NY Times, October 23, 1999

João Cabral, 79, Unflinchingly Visual Poet

By LARRY ROHTER

RIO DE JANEIRO, Brazil -- João Cabral de Melo Neto, one of the century's
most distinguished and influential poets in the Portuguese language, died
here on Oct. 9 after a long illness. He was 79.

In a career that spanned more than 50 years and inspired two generations of
younger Brazilian writers, Cabral earned a reputation as a cerebral, even
difficult writer who in collections like "The Dog Without Feathers" and
"Museum of Everything" demonstrated an unflinching, cinematic eye but
showed little patience with romanticism or sentimentality. "To me, poetry
is something that is built, like a house," he once said.

Cabral's poetry never became widely known in the English-speaking world,
though the Wesleyan Press published an anthology, "Selected Poetry,
1937-1990," in 1995. But he had many admirers among his American
colleagues, including W.S. Merwin, who translated several of his poems, and
Elizabeth Bishop, who lived in Brazil for many years and came to know him
and his work well.

In "An Anthology of Twentieth-Century Brazilian Poetry," which she edited
with Emanuel Brasil, Ms. Bishop described Cabral as Brazil's "most
important poet of the postwar generation." His "work displays the highest
development and the greatest coherency of style of any Brazilian poet," she
wrote, characterized by "striking visual imagery and an insistent use of
concrete, tactile nouns."

Among his countrymen, Cabral's most popular work was undoubtedly "The Death
and Life of Severino," which describes the desolate existence of a peasant
from the poor northeastern region where Cabral himself was born and raised.
Ms.

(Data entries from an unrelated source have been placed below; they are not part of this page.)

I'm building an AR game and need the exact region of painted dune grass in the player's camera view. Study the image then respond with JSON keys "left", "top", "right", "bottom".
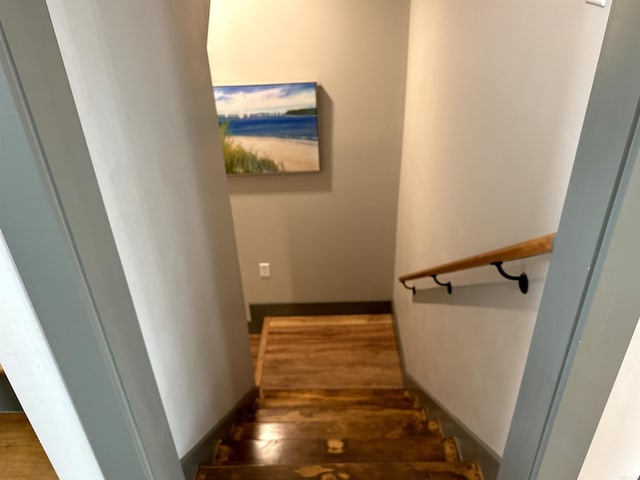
{"left": 214, "top": 82, "right": 319, "bottom": 175}
{"left": 219, "top": 122, "right": 280, "bottom": 174}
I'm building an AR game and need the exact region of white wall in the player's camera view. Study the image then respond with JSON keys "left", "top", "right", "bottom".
{"left": 45, "top": 0, "right": 254, "bottom": 457}
{"left": 208, "top": 0, "right": 409, "bottom": 306}
{"left": 578, "top": 320, "right": 640, "bottom": 479}
{"left": 394, "top": 0, "right": 610, "bottom": 455}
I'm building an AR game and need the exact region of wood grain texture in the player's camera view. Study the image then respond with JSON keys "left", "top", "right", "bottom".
{"left": 213, "top": 437, "right": 456, "bottom": 465}
{"left": 258, "top": 315, "right": 404, "bottom": 389}
{"left": 249, "top": 407, "right": 427, "bottom": 423}
{"left": 231, "top": 419, "right": 441, "bottom": 440}
{"left": 0, "top": 413, "right": 57, "bottom": 479}
{"left": 268, "top": 314, "right": 392, "bottom": 328}
{"left": 254, "top": 318, "right": 271, "bottom": 386}
{"left": 250, "top": 334, "right": 260, "bottom": 370}
{"left": 399, "top": 232, "right": 556, "bottom": 282}
{"left": 197, "top": 461, "right": 484, "bottom": 480}
{"left": 256, "top": 388, "right": 417, "bottom": 409}
{"left": 198, "top": 315, "right": 484, "bottom": 480}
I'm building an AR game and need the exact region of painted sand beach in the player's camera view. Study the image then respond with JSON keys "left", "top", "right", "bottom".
{"left": 231, "top": 136, "right": 318, "bottom": 172}
{"left": 214, "top": 82, "right": 320, "bottom": 174}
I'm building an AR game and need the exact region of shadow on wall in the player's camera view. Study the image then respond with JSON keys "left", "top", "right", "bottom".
{"left": 226, "top": 85, "right": 334, "bottom": 195}
{"left": 409, "top": 256, "right": 551, "bottom": 311}
{"left": 0, "top": 373, "right": 22, "bottom": 412}
{"left": 412, "top": 280, "right": 546, "bottom": 311}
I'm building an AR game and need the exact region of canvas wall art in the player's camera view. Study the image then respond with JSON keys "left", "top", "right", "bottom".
{"left": 213, "top": 82, "right": 320, "bottom": 175}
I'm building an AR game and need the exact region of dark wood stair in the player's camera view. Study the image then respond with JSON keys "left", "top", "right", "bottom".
{"left": 256, "top": 388, "right": 418, "bottom": 408}
{"left": 197, "top": 462, "right": 484, "bottom": 480}
{"left": 214, "top": 437, "right": 459, "bottom": 465}
{"left": 231, "top": 418, "right": 442, "bottom": 440}
{"left": 196, "top": 388, "right": 484, "bottom": 480}
{"left": 248, "top": 406, "right": 428, "bottom": 423}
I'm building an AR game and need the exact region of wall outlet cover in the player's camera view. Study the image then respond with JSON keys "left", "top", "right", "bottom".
{"left": 259, "top": 262, "right": 270, "bottom": 278}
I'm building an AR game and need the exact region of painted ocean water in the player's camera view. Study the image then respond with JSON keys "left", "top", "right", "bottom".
{"left": 219, "top": 115, "right": 318, "bottom": 141}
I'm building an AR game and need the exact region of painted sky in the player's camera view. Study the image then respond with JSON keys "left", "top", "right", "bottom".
{"left": 214, "top": 82, "right": 316, "bottom": 117}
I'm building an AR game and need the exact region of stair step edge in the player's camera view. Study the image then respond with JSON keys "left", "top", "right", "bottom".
{"left": 213, "top": 437, "right": 460, "bottom": 466}
{"left": 197, "top": 460, "right": 483, "bottom": 480}
{"left": 230, "top": 419, "right": 443, "bottom": 440}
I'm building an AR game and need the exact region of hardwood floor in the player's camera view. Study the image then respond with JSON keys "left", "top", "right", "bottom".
{"left": 214, "top": 437, "right": 459, "bottom": 465}
{"left": 201, "top": 314, "right": 485, "bottom": 479}
{"left": 0, "top": 413, "right": 57, "bottom": 480}
{"left": 196, "top": 387, "right": 484, "bottom": 479}
{"left": 254, "top": 314, "right": 404, "bottom": 388}
{"left": 198, "top": 462, "right": 483, "bottom": 480}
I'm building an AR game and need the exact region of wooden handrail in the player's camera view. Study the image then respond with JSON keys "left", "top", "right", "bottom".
{"left": 398, "top": 233, "right": 556, "bottom": 284}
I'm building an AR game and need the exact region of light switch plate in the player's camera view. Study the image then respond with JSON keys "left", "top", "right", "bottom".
{"left": 586, "top": 0, "right": 606, "bottom": 7}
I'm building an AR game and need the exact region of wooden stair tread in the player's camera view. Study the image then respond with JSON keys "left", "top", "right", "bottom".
{"left": 255, "top": 397, "right": 418, "bottom": 409}
{"left": 214, "top": 438, "right": 460, "bottom": 465}
{"left": 197, "top": 331, "right": 485, "bottom": 479}
{"left": 257, "top": 388, "right": 417, "bottom": 408}
{"left": 266, "top": 314, "right": 394, "bottom": 328}
{"left": 232, "top": 419, "right": 441, "bottom": 440}
{"left": 261, "top": 388, "right": 411, "bottom": 396}
{"left": 197, "top": 461, "right": 483, "bottom": 480}
{"left": 259, "top": 318, "right": 404, "bottom": 389}
{"left": 249, "top": 407, "right": 427, "bottom": 423}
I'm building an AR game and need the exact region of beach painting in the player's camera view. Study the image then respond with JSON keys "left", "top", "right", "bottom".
{"left": 213, "top": 82, "right": 320, "bottom": 175}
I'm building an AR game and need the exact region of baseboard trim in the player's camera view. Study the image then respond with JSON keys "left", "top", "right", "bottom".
{"left": 180, "top": 386, "right": 258, "bottom": 479}
{"left": 248, "top": 301, "right": 393, "bottom": 333}
{"left": 405, "top": 374, "right": 501, "bottom": 480}
{"left": 389, "top": 303, "right": 408, "bottom": 387}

Bishop rendered one moving passage into English this way:

We are exactly alike: exactly the same big head
That's hard to balance properly,
The same swollen belly on the same skinny legs,
Alike because the blood we use has little color.
And if we Severinos are all the same in life,
We die the same death, the same Severino death.

Cabral liked to say that "The Death and Life of Severino" was one of his
weaker works because it was written in a hurry, at the request of a
producer seeking a text for a Christmas festival in 1954. But millions of
Brazilians can recite at least some of the verses of the poem, which was
also transformed into a play, put to music by the composer Chico Buarque de
Hollanda, filmed in 1977 and, more recently, made into a television drama.

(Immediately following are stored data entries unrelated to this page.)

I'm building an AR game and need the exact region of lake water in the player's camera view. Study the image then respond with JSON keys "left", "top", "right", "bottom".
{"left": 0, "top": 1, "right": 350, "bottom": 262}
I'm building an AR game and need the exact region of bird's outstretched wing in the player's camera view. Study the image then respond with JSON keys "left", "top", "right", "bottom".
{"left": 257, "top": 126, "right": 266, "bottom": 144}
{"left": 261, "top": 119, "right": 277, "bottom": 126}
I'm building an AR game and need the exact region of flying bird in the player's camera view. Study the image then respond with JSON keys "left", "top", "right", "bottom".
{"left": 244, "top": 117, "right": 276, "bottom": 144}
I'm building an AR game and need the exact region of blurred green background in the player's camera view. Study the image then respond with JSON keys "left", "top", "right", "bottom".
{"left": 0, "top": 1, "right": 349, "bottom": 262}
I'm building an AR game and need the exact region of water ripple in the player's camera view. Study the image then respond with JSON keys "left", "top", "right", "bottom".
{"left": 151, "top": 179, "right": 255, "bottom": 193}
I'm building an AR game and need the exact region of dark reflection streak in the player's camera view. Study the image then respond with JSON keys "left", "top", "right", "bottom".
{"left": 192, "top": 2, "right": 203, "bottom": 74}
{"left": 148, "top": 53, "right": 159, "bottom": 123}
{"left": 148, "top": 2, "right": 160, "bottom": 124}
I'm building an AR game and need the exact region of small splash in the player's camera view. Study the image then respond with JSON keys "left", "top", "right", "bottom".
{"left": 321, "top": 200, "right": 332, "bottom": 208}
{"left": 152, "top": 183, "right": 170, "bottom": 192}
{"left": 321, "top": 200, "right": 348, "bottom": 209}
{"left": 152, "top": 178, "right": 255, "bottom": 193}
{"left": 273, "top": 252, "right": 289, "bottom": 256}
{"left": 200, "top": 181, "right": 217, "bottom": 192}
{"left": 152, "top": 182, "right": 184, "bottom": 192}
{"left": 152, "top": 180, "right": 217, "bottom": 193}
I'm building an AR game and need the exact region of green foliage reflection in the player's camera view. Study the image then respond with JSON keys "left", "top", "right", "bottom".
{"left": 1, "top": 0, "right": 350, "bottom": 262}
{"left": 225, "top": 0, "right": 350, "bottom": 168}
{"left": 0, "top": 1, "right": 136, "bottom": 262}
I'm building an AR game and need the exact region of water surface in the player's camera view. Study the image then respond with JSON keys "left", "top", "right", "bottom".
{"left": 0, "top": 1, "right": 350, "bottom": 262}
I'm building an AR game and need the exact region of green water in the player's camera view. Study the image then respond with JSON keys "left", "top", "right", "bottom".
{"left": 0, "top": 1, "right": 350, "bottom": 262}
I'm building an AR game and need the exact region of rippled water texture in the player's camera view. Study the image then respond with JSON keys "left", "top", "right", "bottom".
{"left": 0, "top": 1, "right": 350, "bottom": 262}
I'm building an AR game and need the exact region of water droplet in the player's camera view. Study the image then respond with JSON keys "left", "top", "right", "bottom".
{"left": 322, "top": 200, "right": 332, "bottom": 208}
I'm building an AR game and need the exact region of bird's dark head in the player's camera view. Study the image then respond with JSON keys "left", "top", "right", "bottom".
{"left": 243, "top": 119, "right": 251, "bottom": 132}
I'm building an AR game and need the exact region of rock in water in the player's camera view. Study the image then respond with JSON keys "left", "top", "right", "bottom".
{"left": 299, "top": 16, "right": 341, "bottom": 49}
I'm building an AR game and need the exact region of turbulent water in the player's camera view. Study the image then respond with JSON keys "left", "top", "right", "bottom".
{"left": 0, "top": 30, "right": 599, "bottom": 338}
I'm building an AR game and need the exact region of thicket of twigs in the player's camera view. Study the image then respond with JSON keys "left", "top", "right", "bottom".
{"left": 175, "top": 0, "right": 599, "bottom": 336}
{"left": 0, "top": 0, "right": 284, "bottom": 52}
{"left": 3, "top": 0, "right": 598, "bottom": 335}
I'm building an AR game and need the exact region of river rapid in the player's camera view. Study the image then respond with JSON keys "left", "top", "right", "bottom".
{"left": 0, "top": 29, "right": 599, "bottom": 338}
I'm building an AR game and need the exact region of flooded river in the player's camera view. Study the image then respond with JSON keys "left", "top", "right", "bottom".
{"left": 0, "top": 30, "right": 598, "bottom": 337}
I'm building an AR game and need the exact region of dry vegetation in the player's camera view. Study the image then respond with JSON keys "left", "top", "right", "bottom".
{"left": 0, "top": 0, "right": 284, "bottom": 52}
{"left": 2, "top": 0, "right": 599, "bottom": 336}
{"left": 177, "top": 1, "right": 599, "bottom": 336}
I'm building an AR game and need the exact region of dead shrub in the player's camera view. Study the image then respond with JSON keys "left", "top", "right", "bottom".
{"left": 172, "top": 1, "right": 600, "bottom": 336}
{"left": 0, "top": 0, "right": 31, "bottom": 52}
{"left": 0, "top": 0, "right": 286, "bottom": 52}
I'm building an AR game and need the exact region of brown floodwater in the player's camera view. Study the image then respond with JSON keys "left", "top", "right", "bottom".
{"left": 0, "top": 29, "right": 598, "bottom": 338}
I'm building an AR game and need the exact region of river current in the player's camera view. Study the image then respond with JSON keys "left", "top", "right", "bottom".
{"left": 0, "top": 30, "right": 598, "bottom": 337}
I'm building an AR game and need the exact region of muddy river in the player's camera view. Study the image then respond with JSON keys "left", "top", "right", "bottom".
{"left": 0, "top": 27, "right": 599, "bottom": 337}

"We have no other work that reaches these heights," the actor Paulo Autran,
who performed in an early theater version, said after Cabral's death. "It
is of a social, literary and poetic content that no other author has ever
reached. It is a terrible social indictment, but at the same time, poetry
of the highest level."

Cabral was born on Jan. 9, 1920, into a distinguished family in the city of
Recife: his cousins included Manuel Bandeira, also a well-known poet, and
the sociologist Gilberto Freyre. He moved to Rio de Janeiro, then the
nation's capital, in 1940 and published his first collection of poems,
"Stone of Slumber," at his own expense in 1942.

Like many Latin American intellectuals of his generation, Cabral was unable
to earn a living from his writings, which included occasional essays as
well as a score of collections of poems. Instead he entered the Brazilian
diplomatic service in 1945, serving in posts on four continents until his
retirement in 1990.

As a young vice consul stationed in Barcelona in the late 1940's, Cabral
became a friend of the Catalan painter Joan Miro. The two collaborated on a
book about the artist, now a much-valued collector's item in the
Ibero-American world, with Cabral supplying the text and Miro contributing
whimsical engravings.

In 1952, while serving in London, Cabral was summoned back to Brazil on
suspicion of communist sympathies and suspended from duty. But a supreme
court ruling two years later restored him to the civil service, and he
eventually rose to the rank of ambassador, serving in Senegal, Ecuador and
Honduras.

A complete edition of Cabral's poems was published here in 1994. But in
recent years he had become nearly blind and had stopped writing,
complaining that "I cannot separate my poetry from visual perception."

Cabral's first wife, Stella, died in 1986. He is survived by his wife, the
poet Marly de Oliveira; five children from his first marriage, Rodrigo,
Luiz, Isabel, Inez and João, and two stepdaughters, Monica and Patricia.